Essential to acquiring the Hekhsher Tzedek certification is a company’s willingness to engage with the movement’s leadership. Hekhsher Tzedek is a joint initiative of the United Synagogue for Conservative Judaism and the Rabbinical Assembly.

“Transparency and a willingness to enter into dialogue with the United Synagogue for Conservative Judaism, the Rabbinical Assembly and their partners will therefore be essential for a company’s products to qualify for the Hekhsher Tzedek,” the statement says.

The new guidelines are seen as an important step forward for the initiative, which represents the first effort to brand kosher foods as ethically produced on the basis of criteria separate from the ritual aspects of food production.

It also marks the most significant attempt by Conservative rabbis to influence the national kosher food market, an area traditionally dominated by the Orthodox.

“We believe that we have now demonstrated that it is indeed possible to have verifiable standards in these areas that will allow us to demonstrate that as an enhancement to ritual certification of kosher food, you can ensure that kosher observance is mindful and sensitive to God’s creation,” said Rabbi Morris Allen, the founder and director of Hekhsher Tzedek.

Rabbi Michael Siegel, who co-chairs the nine-member commission overseeing the project, told JTA he expects to see the Hekhsher Tzedek label on food products by Jan. 1, 2009.

Though he wouldn’t name names, Siegel said the commission already is in talks with several companies who have been receptive to the idea, including a bakery, a ready-made salad producer and a kosher meat purveyor, all of whom would be required to pay a fee for the certification. Two of the companies are nationally known, Siegel said.

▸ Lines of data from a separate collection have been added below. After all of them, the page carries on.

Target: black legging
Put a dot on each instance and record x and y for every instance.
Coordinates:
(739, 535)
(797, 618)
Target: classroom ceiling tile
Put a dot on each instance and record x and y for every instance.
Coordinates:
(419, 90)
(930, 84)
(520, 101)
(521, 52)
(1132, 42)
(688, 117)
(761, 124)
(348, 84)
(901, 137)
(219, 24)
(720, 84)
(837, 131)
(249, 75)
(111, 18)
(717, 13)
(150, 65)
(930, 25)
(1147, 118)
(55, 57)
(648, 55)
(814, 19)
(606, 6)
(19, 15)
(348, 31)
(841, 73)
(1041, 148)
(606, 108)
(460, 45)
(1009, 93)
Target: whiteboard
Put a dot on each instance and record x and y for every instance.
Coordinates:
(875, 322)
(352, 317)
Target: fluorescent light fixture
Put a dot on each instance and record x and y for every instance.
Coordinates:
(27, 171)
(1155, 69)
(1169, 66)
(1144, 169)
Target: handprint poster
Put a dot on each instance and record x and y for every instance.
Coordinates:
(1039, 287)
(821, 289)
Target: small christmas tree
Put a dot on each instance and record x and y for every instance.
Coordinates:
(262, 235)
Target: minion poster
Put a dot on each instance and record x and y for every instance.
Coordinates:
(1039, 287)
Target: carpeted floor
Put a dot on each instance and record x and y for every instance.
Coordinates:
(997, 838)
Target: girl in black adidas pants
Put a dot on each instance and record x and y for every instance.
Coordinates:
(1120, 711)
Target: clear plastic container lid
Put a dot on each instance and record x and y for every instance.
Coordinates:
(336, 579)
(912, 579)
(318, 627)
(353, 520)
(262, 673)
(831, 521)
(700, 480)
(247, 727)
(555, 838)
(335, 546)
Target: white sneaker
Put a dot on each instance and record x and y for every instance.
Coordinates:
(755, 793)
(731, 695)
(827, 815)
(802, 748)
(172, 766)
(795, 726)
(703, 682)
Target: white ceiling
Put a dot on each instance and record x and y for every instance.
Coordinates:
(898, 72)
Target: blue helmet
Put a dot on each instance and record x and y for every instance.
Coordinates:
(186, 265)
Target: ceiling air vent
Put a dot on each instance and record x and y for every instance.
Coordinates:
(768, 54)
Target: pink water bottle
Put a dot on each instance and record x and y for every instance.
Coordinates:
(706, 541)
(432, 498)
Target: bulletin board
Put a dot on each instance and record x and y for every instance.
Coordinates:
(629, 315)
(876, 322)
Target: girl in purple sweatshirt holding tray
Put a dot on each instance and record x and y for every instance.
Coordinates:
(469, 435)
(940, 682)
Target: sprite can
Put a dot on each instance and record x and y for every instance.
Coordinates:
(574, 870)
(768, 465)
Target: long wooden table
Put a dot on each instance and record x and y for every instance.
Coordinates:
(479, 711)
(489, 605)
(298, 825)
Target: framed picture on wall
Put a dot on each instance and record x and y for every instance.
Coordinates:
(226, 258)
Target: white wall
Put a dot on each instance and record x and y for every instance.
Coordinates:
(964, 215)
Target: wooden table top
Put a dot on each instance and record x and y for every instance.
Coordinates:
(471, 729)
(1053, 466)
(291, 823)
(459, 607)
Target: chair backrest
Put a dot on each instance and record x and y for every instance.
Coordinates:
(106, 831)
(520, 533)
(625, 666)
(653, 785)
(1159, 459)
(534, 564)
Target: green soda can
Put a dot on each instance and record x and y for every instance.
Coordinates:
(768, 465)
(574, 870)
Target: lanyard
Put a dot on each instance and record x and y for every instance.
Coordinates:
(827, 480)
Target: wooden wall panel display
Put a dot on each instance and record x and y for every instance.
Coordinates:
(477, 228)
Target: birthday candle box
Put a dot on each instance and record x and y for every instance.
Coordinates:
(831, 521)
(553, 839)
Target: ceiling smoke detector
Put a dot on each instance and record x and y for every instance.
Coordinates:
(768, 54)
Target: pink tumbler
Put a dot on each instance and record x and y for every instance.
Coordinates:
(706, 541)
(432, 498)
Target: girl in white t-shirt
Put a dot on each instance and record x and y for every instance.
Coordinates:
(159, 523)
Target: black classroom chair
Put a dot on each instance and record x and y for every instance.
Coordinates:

In the coming weeks, Heksher Tzedek plans to release a marketing plan and a rabbinic paper on ethical concerns within kashrut by Rabbi Avram Reisner, a commission member.

Some in the kosher world have met the initiative with skepticism, even hostility. These skeptics question what they see as the expansion of the concept of kosher, which traditionally has focused more narrowly on ritual and dietary concerns.

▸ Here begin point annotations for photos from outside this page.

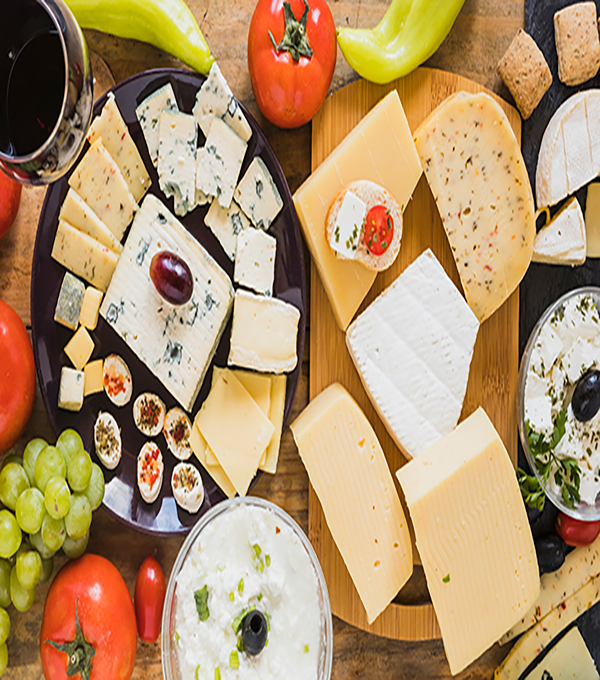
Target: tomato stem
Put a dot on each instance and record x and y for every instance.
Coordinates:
(294, 38)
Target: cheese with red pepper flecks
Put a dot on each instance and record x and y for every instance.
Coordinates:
(478, 178)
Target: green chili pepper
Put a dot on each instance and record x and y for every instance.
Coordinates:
(166, 24)
(409, 33)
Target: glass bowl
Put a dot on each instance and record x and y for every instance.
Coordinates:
(169, 637)
(583, 511)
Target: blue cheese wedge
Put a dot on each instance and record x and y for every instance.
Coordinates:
(177, 143)
(70, 300)
(176, 343)
(215, 98)
(257, 195)
(264, 333)
(148, 114)
(226, 225)
(219, 170)
(255, 260)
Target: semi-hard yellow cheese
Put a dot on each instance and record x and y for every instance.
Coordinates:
(473, 537)
(380, 149)
(478, 178)
(348, 470)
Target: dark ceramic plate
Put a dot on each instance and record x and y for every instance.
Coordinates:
(123, 499)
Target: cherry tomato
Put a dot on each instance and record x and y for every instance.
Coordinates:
(149, 598)
(575, 531)
(379, 229)
(17, 377)
(291, 58)
(10, 198)
(88, 617)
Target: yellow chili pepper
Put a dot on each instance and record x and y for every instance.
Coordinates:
(166, 24)
(409, 33)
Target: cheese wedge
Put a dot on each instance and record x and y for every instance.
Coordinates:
(570, 149)
(563, 239)
(478, 178)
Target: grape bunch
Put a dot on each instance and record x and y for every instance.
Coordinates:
(47, 499)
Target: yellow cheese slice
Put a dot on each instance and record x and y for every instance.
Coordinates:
(478, 178)
(348, 470)
(111, 128)
(380, 149)
(473, 537)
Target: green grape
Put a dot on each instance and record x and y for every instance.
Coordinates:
(79, 470)
(57, 497)
(32, 451)
(50, 463)
(79, 517)
(5, 583)
(10, 534)
(29, 568)
(4, 625)
(47, 569)
(21, 597)
(74, 548)
(53, 532)
(31, 510)
(69, 443)
(95, 489)
(39, 545)
(13, 481)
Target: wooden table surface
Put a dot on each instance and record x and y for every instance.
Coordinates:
(478, 39)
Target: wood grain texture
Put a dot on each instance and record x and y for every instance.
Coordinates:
(494, 369)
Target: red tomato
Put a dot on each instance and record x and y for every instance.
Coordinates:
(10, 198)
(106, 618)
(150, 590)
(17, 377)
(575, 531)
(291, 59)
(379, 229)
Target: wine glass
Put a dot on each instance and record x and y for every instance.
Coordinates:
(46, 93)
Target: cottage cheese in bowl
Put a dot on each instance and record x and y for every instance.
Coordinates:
(245, 555)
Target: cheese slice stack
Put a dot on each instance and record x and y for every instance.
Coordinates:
(473, 537)
(570, 150)
(348, 470)
(563, 239)
(412, 348)
(478, 178)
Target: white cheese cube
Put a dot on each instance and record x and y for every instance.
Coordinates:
(255, 260)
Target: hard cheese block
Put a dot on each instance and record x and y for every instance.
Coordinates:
(380, 149)
(478, 178)
(569, 659)
(348, 470)
(176, 343)
(473, 537)
(416, 373)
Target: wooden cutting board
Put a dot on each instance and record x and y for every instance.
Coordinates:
(494, 370)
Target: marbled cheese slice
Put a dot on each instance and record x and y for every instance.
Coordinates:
(477, 175)
(176, 343)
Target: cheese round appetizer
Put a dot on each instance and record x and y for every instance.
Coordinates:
(149, 414)
(187, 486)
(177, 431)
(150, 471)
(364, 224)
(117, 380)
(107, 440)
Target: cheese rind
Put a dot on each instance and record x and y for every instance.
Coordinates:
(348, 470)
(478, 178)
(473, 537)
(416, 373)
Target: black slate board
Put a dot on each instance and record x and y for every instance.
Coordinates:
(543, 284)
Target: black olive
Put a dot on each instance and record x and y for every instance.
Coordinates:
(254, 632)
(586, 397)
(551, 551)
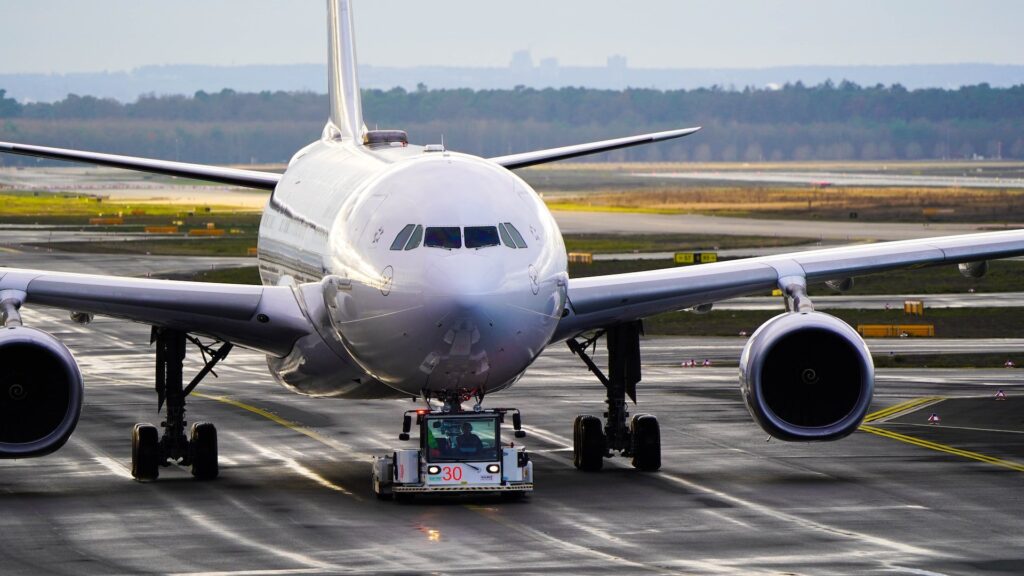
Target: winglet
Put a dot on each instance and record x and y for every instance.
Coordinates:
(343, 81)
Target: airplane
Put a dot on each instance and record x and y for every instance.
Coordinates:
(397, 271)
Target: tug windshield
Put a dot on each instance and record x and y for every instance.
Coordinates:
(457, 439)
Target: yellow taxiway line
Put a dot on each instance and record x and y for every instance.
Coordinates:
(919, 403)
(902, 407)
(944, 448)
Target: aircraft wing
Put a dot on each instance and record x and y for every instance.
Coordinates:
(233, 176)
(268, 319)
(605, 300)
(522, 160)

Rabbi Avrom Pollak, the president of Star-K, a kosher certifier that works with more than 1,500 manufacturers, told JTA he is all in favor of treating workers ethically, but expressed doubt that companies would find it in their financial interest to pay for Hekhsher Tzedek.

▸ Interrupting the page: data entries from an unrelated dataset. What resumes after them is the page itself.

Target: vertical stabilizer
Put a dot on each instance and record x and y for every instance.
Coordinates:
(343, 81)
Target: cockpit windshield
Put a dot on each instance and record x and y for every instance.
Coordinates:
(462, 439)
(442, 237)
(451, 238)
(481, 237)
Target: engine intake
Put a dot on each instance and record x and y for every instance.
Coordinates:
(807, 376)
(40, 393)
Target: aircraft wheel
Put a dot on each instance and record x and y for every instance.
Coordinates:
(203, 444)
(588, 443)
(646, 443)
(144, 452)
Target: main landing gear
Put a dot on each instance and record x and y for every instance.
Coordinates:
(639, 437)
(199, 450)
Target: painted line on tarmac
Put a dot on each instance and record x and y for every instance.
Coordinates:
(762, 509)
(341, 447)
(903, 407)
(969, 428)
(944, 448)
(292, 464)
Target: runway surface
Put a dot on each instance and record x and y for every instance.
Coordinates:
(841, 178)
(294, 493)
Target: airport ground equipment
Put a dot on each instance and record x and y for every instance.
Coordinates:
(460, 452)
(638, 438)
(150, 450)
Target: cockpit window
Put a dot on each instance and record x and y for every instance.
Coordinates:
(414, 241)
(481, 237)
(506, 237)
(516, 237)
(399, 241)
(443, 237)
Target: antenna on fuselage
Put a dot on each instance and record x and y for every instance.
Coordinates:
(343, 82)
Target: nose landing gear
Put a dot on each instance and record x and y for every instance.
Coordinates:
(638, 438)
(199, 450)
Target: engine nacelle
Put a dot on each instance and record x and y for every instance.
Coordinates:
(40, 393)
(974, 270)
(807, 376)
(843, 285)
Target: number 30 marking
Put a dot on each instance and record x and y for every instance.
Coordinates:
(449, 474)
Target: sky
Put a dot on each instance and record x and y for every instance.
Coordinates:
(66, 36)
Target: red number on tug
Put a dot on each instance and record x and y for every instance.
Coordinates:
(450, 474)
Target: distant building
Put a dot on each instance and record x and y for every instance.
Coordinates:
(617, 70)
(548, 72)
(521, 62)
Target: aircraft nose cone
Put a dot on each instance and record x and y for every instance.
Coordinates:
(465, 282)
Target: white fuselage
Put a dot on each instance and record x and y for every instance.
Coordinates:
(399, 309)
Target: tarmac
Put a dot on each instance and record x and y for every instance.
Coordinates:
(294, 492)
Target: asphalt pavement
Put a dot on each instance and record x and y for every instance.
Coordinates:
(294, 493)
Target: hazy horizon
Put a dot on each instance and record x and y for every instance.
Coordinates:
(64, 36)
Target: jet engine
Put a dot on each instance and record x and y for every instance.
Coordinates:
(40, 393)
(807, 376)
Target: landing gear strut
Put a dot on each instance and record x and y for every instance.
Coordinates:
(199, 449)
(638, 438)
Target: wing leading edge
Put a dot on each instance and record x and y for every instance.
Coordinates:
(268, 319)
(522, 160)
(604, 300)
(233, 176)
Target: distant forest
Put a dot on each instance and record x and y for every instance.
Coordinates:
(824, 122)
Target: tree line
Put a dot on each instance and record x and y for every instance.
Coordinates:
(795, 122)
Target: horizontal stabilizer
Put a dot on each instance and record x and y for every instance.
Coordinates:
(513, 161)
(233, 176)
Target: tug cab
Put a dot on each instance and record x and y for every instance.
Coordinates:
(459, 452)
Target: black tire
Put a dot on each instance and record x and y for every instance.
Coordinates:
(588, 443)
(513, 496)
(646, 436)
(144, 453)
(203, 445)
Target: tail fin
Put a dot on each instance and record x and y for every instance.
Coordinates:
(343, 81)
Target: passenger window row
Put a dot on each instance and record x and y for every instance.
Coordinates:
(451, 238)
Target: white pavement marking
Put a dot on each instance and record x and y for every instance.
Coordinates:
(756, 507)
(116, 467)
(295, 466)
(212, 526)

“What does somehow trouble me a little is the fact that they are devoting all their efforts to kosher food companies,” Pollak said. “I think it should be a much broader effort. All the services that we use and buy should also be subject to the same scrutiny.”

Allen conceived of the idea of Hekhsher Tzedek in 2006, the same year that an expose in the Forward detailed allegations of worker mistreatment at Agriprocessors, which runs the nation’s largest kosher meat plant in Postville, Iowa.

The initiative received a boost in May when federal agents raided the Postville plant, arresting nearly 400 illegal workers and prompting another round of allegations against the company. Agriprocessors has denied any wrongdoing.

The Postville raid thrust issues of worker treatment in the production of kosher food to the forefront of a national debate over the parameters of kosher certification. Allen said he envisions a day when consumers will look at the Hekhsher Tzedek label before purchasing food the same way some now look for a kosher label.

“I see the kinds of responses that we’re getting now from people across the country, letters that come in, e-mails that come in,” Allen said.

“I do believe that people are eager because I think that we have always believed that in the observance of kashrut, our actions are such that is at the core an act of sanctification. And we want to make sure as Jews that act of sanctification is not just a ritual act.”